In America, that ideal has been dead for some time. I’m not sure when it died, but it is indisputably dead today. The parties are extremely polarized, bipartisanship is a distant dream, moderates in both parties are alienated from their party’s base and pressing national problems fester.
The conventional wisdom says both sides are to blame. This is a fallacy. Everyone knows that the Republican Party started us down this road when it won control of Congress in 1994. That said, in politics as in physics, every action has an equal and opposite reaction. So Republican extremism has tended to force Democrats to become more extreme in the process.
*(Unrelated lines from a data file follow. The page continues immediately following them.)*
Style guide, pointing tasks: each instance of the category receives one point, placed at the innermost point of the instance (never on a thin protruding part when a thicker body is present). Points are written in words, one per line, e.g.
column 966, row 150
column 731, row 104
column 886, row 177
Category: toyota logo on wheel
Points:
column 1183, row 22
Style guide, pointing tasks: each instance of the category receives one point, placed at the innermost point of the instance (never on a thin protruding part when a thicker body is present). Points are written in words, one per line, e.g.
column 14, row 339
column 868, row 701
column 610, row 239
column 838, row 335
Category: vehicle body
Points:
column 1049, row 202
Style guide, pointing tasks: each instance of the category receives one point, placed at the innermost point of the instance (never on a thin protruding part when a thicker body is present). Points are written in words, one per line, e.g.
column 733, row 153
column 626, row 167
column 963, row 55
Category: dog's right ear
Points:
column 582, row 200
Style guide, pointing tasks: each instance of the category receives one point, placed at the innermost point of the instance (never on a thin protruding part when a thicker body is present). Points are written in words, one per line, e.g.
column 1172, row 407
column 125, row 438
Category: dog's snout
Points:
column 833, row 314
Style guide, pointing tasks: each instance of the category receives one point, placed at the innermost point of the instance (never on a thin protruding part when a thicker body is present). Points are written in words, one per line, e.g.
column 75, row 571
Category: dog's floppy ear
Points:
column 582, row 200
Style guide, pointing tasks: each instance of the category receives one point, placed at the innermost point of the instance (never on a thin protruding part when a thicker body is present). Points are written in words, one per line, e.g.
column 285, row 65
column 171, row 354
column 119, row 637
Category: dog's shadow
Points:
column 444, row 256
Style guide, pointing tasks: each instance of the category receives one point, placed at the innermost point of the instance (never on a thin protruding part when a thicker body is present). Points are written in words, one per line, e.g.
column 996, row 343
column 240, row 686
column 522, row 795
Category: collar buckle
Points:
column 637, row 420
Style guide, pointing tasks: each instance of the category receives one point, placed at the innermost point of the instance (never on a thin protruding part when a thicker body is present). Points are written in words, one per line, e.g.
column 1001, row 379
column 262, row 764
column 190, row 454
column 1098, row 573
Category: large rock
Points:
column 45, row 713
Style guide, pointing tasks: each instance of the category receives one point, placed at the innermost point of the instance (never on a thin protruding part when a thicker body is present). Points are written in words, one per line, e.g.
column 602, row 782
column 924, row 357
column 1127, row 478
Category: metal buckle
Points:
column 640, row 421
President Obama often said that he thought that Republican extremism would burn itself out eventually; the fever would break. But first Republicans must be convinced that they had a fair chance to implement their policies, otherwise they will continue to insist that if only we had followed their advice, we would be living in Utopia — with rapid economic growth, a greatly reduced terror threat, minimal illegal immigration, low inflation, low unemployment, two cars in every garage and a chicken in every pot. These are precisely the kinds of promises Donald Trump routinely made when he ran for President. You remember: We’ll win so much, you’ll get tired of winning.
Well, it’s put up or shut up time. Republicans control both houses of Congress and, arguably, the Supreme Court as well. Despite sometimes talking like an independent, Trump is the most right-wing President in our history — and I say that as someone who worked for Ronald Reagan.